No one studies Herbam. :wink:

Certain Ex Miscellanea Hedge Wizards do. :mrgreen:

Which is why some Flambeau enjoy an added interest in the realm of fire... :smiling_imp:

Plant monsters...

:laughing:

Late in the night our indomitable Tytalus was finishing up some odds and ends....he was walking throught the woods when a tree whacked him...hard. His response to this was quite predictable...Fire. The Tree ran away, with the Tytalus throwing water on the fire as it ran away...

I still fee the quality levels are too high...

Flamable critters won't slow down the flambeau to much.

It seems fairly high powered to me...

walking off a penetration of 45 says a Parma of 9(!) with form bonuses, doesn't it? If so... wow. We have one character with a Parma of 7, but then he put most of his experience into Parma when we were playing 4E and in the conversion he was...benefitted. (Edit-- 5 parma, 20ignem, that's very feasible for 20+ years, I was thinking a form bonus, not the whole score)

Do they have Area Lores? How many languages do they speak fluently? Not all texts are going to show up conveniently written in Latin. Do they have any social skills--guile, intrigue, folk ken, leadership? If not, then I'd imagine they'll get taken for their boots at Tribunal as various issues get brought to bear [didn't you say Stonehenge Tribunal, with the machinations of Blackthorn? and Fudares across the channel? If not, politics in any Tribunal should be fairly sticky]... And you'd mentioned that one of them has two apprentices? I guess he teaches them both together in one season, and then gives a season to the covenant, and then puts them to work? Perhaps a higher ranking Bonisagus magus will show up, and irritated at the substandard education he feels the apprentices are receiving, will steal one away?

Have they worked up talismen, or investigated strange magicks, or been caught in strange regios? Or are we looking at fairly hard-core lab rats?

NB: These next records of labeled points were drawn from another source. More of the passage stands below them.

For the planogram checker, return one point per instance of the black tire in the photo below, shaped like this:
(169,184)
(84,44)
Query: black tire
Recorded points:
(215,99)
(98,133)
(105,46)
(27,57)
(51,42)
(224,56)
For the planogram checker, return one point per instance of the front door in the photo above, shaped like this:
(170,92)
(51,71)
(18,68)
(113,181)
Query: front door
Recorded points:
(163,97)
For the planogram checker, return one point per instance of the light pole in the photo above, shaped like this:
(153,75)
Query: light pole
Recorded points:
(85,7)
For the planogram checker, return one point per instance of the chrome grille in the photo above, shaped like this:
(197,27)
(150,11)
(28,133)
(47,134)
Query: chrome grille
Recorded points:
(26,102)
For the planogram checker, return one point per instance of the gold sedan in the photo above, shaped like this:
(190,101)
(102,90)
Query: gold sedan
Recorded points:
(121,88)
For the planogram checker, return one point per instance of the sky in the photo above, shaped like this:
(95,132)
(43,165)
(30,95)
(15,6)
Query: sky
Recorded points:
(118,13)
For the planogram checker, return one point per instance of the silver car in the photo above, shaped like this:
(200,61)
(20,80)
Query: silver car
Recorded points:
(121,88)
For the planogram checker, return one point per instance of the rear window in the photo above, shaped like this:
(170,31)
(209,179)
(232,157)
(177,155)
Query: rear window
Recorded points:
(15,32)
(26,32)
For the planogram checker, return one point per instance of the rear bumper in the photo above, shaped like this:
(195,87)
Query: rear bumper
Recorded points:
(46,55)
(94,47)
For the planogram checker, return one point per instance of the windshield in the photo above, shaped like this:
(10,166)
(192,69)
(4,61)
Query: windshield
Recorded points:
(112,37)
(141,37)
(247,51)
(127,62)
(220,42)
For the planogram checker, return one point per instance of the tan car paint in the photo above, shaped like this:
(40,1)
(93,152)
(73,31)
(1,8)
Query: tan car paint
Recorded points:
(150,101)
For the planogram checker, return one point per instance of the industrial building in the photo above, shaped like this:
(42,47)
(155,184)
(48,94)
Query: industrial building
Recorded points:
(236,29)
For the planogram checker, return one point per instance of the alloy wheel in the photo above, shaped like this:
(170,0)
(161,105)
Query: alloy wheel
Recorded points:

We also don't let more than one magus out at a time [and we're only 7-10 years out of Gauntlet], unless they're up to something serious-- a trio of fae unseelie sisters and their pet dragon, or a trip to negotiate/communicate with a covenant that had gone silent were the most recent ones.

As far as plant monsters go, there are some trees that can only pop their pine cones when a fire starts... I'd hate to be chased by an angry burning tree that was intent on turning me into some sort of pulpy salsa with a smoky aftertaste.

-Ben.

It could be Parma 5, Ignem 20. You get to add your whole form score to your magic resistance, not just the form bonus.